The plaintiff has wholly failed to show that application of § 8148(a) constitutes cruel and unusual punishment. As discussed above, the forfeiture of future disability benefits under FECA is not primarily punitive in nature. Moreover, any punitive effects are merely incidental and clearly not "so greatly disproportionate to the offense committed as to be completely arbitrary and shocking to the sense of justice." United States v. Vice, 562 F.2d 1004, 1005 (5th Cir.1977).

However, "[t]he Eighth Amendment [also] protects against excessive fines, including forfeitures." Hudson v. United States, 522 U.S. 93, 118 S. Ct. 488, 495, 139 L. Ed. 2d 450 (1997). In United States v. Bajakajian, the United States Supreme Court first stuck down a fine as "excessive" under the Eighth Amendment. 524 U.S. 321, 118 S. Ct. 2028, 2033, 141 L. Ed. 2d 314 (1998). There, the defendant was charged with attempting to leave the United States with $357,144, which he had failed to report as required by 31 U.S.C. § 5316(a)(1)(A). After Bajakajian pleaded guilty to the charges, the government sought forfeiture of the entire amount under 18 U.S.C. § 982(a)(1), which provides that a person convicted of willfully violating § 5316 shall forfeit "any property ... involved in such an offense." Upon granting the defendant's writ of certiorari, the United States Supreme Court considered whether the forfeiture violated the Eighth Amendments' prohibition against excessive fines.

The Court first noted that the sanction imposed by § 982 constitutes a punishment and rejected the government's arguments that the statute was remedial as it compensated the government for the loss of information. Id. at 2034. Next, the Court directed its inquiry to whether the "punitive forfeiture [was] grossly disproportional to the gravity of a defendant's offense." Id. at 2036. In reaching its conclusion that the punishment was "grossly disproportional" to the offense, the Court made several observations: (1) the respondent's violation was unrelated to any other illegal activities; (2) the harm caused by the respondent (loss of information) only affected one party, the government; and (3) the respondent committed no fraud and caused "no loss to the public fisc." Id. at 2038-39.

The case sub judice is readily distinguishable from Bajakajian. First, the primary purpose of § 8148(a) is not to punish but to limit the future payment of federal funds to persons guilty of receiving them under false, fraudulent FECA applications. Furthermore, a plaintiff subject to forfeiture under § 8148(a) does not simply contribute *519 to the loss of information collected by the government. He causes loss to the public fisc by fraudulently applying for and receiving disability benefits which are derived from federal tax dollars.

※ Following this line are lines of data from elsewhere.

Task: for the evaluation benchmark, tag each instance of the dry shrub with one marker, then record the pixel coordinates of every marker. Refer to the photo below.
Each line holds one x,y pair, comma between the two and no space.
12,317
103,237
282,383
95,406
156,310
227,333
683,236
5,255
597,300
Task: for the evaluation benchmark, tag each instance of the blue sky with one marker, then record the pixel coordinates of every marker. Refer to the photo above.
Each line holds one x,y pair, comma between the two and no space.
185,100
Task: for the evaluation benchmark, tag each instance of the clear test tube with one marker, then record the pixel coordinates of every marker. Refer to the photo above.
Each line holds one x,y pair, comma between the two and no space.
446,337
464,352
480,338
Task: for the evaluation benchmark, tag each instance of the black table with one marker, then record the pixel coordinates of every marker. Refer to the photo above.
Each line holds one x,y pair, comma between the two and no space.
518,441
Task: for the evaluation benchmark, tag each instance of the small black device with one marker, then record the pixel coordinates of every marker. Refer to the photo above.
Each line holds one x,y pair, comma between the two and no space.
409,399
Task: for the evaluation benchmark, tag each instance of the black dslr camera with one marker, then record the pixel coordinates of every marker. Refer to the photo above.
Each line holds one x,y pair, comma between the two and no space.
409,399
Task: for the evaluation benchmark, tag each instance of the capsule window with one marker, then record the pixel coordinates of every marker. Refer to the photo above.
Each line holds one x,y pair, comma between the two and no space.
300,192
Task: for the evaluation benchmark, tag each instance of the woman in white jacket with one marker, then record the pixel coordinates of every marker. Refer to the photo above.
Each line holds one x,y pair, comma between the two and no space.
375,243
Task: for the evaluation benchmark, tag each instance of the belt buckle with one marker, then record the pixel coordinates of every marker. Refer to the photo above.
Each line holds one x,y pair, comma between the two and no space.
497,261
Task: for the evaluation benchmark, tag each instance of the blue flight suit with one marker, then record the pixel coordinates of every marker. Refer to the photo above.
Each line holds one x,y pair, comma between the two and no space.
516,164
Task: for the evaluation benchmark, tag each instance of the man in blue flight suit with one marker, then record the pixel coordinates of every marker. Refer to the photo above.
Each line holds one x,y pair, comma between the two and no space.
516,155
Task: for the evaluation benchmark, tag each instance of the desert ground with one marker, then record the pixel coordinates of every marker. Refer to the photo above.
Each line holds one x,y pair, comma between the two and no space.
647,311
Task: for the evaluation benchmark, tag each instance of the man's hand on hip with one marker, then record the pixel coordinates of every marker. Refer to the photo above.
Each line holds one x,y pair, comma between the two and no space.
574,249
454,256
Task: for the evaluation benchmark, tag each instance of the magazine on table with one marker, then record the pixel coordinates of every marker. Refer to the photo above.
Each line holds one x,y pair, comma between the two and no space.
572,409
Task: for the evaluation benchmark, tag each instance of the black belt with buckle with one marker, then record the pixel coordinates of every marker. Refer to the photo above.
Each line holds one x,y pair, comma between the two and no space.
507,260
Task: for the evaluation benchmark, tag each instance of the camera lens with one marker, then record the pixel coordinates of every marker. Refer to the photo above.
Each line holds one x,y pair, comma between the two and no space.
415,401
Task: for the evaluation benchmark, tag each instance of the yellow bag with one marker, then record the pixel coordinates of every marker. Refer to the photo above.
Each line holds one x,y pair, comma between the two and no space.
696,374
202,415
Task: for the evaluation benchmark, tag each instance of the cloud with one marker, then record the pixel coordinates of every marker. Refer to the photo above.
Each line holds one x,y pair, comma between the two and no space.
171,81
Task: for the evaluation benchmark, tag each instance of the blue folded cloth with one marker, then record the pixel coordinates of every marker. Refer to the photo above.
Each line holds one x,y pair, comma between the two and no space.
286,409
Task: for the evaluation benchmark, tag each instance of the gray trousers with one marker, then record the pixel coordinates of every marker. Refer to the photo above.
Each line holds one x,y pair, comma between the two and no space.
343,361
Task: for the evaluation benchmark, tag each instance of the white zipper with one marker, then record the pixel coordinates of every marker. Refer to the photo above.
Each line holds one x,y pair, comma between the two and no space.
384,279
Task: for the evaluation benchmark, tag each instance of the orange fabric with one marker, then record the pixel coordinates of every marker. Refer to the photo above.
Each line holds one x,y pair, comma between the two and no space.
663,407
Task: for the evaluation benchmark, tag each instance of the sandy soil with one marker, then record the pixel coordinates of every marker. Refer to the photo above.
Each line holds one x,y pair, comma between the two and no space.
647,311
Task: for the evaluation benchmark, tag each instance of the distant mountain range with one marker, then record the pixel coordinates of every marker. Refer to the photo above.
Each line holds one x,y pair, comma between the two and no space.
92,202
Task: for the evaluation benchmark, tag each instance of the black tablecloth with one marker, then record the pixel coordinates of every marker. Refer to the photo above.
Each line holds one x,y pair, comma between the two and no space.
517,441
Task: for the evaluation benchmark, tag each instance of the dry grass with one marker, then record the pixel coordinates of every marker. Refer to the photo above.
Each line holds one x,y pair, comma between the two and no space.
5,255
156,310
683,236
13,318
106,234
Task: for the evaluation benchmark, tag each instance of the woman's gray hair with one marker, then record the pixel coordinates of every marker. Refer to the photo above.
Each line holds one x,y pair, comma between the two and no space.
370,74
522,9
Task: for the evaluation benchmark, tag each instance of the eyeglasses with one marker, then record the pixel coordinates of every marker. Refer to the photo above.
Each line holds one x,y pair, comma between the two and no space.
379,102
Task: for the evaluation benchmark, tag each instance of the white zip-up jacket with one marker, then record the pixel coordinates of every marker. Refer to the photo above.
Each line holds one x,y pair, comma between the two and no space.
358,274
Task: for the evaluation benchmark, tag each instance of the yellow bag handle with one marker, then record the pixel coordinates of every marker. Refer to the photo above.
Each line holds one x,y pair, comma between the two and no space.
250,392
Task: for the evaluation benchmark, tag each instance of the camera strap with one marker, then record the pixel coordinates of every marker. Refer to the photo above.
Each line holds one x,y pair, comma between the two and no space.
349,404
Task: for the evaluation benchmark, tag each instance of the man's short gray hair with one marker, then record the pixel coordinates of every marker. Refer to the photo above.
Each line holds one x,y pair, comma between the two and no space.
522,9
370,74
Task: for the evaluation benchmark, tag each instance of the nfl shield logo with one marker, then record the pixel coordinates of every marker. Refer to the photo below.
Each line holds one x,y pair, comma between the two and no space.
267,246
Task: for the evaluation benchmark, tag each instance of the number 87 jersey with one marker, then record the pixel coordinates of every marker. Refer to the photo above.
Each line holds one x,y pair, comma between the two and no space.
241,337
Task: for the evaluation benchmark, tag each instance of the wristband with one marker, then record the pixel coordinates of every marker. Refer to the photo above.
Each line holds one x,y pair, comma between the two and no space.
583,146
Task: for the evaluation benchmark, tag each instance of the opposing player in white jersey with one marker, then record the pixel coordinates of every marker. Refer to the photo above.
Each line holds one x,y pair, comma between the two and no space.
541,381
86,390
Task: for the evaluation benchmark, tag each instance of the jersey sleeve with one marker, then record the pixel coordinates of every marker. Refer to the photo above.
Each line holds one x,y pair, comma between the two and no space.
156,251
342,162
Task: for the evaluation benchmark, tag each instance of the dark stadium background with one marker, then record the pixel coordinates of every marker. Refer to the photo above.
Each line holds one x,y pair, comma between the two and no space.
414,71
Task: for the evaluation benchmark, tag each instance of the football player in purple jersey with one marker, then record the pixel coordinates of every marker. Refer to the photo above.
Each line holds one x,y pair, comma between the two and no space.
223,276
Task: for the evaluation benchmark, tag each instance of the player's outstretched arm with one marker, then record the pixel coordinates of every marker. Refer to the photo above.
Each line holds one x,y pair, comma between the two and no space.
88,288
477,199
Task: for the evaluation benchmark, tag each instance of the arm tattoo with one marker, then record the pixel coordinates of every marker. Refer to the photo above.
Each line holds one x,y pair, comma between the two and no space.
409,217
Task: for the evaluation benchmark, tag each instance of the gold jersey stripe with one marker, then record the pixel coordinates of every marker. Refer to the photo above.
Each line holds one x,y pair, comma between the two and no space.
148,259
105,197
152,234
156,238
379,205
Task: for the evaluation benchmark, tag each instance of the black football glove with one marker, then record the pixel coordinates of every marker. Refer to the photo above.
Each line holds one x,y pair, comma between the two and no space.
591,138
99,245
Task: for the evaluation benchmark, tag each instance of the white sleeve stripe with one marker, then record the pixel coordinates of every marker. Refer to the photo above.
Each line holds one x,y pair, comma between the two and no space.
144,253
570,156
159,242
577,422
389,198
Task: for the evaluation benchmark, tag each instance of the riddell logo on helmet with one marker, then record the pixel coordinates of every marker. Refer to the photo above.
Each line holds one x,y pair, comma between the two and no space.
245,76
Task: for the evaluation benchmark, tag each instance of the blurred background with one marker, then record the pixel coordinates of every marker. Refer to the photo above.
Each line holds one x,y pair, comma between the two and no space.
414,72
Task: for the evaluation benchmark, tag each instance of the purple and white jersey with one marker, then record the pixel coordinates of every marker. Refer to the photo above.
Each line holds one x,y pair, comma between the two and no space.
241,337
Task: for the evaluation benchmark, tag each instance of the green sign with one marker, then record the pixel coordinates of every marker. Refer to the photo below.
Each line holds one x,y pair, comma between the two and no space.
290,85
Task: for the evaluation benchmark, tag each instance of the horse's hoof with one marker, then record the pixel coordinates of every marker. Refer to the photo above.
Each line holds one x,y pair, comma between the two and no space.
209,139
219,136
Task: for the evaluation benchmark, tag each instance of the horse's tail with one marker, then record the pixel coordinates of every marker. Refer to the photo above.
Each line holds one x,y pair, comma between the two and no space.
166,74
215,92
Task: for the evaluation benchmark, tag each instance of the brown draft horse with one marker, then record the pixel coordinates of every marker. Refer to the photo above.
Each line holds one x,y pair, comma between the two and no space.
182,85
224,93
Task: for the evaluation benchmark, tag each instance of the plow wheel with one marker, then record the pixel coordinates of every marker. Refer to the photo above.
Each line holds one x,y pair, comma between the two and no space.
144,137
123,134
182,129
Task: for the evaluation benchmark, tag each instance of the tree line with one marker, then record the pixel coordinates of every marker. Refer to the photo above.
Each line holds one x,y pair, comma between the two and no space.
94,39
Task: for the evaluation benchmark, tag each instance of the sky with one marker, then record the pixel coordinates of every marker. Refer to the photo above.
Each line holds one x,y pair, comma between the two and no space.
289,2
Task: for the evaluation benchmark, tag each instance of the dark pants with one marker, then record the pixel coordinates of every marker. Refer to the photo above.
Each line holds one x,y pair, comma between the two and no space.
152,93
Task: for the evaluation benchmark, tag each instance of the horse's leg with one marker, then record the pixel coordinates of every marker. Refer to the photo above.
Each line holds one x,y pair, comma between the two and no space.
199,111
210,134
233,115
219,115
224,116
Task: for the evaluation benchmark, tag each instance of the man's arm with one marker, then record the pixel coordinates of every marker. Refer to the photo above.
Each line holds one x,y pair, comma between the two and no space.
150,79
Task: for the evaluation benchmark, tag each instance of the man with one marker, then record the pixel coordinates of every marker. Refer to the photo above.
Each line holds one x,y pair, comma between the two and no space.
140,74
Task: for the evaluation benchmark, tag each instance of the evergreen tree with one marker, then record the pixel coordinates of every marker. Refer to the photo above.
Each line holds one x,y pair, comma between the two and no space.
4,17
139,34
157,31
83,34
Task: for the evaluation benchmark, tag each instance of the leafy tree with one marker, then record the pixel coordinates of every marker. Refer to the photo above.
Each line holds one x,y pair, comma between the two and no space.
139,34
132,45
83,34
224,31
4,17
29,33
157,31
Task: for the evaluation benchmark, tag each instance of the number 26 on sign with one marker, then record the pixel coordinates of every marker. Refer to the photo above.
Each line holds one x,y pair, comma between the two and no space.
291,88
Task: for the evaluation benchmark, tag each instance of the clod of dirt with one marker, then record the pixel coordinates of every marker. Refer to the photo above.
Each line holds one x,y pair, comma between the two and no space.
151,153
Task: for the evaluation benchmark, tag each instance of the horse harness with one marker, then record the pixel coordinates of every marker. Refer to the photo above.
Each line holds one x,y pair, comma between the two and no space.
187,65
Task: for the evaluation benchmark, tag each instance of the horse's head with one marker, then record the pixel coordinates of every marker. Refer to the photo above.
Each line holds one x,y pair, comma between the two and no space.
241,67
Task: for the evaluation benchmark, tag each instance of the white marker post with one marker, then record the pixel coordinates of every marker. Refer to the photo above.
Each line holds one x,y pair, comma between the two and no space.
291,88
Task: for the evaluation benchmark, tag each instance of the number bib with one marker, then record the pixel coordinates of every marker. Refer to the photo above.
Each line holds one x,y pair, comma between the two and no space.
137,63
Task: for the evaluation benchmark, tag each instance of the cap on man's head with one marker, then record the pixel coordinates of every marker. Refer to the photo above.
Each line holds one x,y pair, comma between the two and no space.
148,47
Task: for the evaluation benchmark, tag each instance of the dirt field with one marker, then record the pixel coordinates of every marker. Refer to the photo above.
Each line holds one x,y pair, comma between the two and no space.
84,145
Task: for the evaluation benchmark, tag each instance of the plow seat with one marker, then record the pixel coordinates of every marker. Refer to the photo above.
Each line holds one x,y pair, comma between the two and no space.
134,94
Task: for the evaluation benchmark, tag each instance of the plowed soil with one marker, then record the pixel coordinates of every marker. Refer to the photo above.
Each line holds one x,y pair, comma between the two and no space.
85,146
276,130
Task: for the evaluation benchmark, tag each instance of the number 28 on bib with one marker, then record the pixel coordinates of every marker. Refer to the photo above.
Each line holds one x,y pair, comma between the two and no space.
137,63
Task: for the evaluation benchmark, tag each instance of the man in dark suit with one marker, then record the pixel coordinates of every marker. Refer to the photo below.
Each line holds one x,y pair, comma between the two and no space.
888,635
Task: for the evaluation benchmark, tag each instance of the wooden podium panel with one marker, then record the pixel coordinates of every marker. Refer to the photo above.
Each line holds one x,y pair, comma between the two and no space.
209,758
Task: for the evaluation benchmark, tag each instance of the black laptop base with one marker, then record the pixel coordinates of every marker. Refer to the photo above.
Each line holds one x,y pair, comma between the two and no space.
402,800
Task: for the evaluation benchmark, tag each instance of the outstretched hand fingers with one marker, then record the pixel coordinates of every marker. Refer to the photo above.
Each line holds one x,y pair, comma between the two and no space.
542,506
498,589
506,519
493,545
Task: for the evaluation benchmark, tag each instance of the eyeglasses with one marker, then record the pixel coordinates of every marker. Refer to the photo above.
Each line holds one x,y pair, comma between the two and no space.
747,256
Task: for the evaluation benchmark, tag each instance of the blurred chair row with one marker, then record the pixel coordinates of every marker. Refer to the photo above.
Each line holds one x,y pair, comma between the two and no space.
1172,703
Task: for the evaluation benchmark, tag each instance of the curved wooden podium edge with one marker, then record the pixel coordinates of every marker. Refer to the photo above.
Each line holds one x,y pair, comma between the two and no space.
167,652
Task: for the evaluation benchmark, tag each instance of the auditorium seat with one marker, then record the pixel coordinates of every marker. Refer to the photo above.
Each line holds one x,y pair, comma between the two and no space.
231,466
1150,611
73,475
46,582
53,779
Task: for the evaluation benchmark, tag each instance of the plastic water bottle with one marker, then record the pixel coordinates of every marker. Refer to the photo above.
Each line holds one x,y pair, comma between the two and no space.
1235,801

The Court finds that § 8148(a) does not constitute an "excessive fine" as defined by Eighth Amendment jurisprudence. Without a sufficient showing that § 8148(a) violates a right secured under the United States Constitution, the plaintiff fails to overcome its "door closing provision." Therefore, this Court lacks subject matter jurisdiction over the plaintiff's remaining motion to enjoin the defendant from applying the forfeiture provision and to order that it compensate the plaintiff for past forfeitures. Accordingly,

IT IS THEREFORE ORDERED that the plaintiff's Petition of Mandamus and Petition to Declare Certain Applications of Law Unconstitutional [docket no. 1-1] are DENIED. FURTHERMORE, IT IS ORDERED that the defendant's Motion to Dismiss [docket no. 2-1] is GRANTED.

A separate judgment will be entered herein in accordance with this order as required by Rule 58 of the Federal Rules of Civil Procedure.